DepED’s 2013 budget to increase by P56-B in Palace proposalBy Ronnel W. Domingo
Philippine Daily Inquirer
MANILA, Philippines — Malacañang is proposing an additional P56-billion budget for the Department of Education in 2013 – 23 percent more than this year’s allocation — to support the K-12 program, according to Budget Secretary Florencio B. Abad.
Abad said in a statement the proposed budget increase for DepEd would cover funding for the hiring of 61,510 teachers, procurement of 31.1 million textbooks and teachers’ manuals, and the construction and rehabilitation of 31,789 classrooms with accompanying furniture and sanitation facilities as well as other needs of public elementary and secondary schools.
“To support the deployment of K-12 reforms, the DepEd has been allocated with a total of P292.7 billion (compared to its) P238.8-billion budget in 2012,” he said.
“This allocation will support the closure of all education resource gaps in 2013,” he added.
President Benigno Aquino III earlier this year approved the “K-12” program, which has added one more year in elementary education and one more year in secondary education in an effort to boost student competitiveness before going to college.

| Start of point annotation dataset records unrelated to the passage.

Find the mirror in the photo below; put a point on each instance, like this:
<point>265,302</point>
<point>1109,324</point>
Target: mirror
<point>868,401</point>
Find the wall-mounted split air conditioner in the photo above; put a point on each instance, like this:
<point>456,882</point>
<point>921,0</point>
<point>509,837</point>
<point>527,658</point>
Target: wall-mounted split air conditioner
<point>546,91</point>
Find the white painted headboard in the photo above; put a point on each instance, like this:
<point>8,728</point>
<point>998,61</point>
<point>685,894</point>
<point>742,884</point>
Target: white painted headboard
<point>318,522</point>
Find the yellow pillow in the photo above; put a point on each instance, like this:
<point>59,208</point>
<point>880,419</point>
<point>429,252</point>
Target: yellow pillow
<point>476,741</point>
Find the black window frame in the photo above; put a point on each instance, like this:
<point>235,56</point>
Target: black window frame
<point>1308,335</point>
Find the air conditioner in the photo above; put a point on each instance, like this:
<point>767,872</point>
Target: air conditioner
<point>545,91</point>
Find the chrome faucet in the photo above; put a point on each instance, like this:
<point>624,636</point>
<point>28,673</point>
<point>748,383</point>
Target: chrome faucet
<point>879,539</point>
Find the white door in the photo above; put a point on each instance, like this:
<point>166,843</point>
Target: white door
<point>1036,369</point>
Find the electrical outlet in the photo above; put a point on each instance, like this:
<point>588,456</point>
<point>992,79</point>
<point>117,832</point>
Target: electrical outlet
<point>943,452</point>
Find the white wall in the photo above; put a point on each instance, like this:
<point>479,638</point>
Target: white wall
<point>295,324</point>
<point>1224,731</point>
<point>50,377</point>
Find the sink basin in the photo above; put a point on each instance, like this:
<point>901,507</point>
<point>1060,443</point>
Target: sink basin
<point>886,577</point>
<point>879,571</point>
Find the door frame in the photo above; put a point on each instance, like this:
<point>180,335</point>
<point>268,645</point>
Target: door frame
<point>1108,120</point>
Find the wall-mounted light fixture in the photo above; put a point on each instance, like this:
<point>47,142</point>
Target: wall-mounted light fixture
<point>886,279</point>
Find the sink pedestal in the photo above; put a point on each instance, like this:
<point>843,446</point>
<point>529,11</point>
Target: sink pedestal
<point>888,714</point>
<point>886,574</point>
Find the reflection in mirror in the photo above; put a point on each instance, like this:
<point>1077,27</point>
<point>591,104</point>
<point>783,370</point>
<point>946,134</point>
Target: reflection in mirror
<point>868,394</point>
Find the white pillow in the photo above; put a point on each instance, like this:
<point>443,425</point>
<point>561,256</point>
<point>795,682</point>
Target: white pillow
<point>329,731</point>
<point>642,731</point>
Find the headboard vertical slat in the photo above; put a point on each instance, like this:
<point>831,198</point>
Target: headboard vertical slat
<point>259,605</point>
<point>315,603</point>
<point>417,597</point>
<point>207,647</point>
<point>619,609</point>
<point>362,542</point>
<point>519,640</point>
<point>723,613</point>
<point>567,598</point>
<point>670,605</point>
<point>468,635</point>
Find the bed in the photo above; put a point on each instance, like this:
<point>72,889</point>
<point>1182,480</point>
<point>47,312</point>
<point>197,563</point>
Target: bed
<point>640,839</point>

The program has drawn flak mainly from parents who lament the additional expenses that K-12 entails, but support from others who believe that this would bring the quality of Philippine education to international levels.
“It’s even more crucial for us to provide students with the proper classroom facilities, now that the K-12 program is in place,” Abad said. “The DepEd is also working vigorously to reverse the classroom backlog in the country and improve the student-to-teacher ratio in our public schools.”
The proposed bigger budget for DepEd is part of the P698.4 billion that Malacañang wants to allocate for social services, accounting for 35 percent of the P2 trillion it wants to spend in 2013.
Also, the proposed funding for social services next year is P85 billion or 14 percent higher than this year’s P613.4 billion.
Abad said this would be in line with the Aquino administration’s priority agenda of reducing poverty incidence to 16.6 percent by 2016.
“This (2013) budget not only provides direct, immediate and substantial assistance to the poor but also empowers them through meaningful human investments,” he said.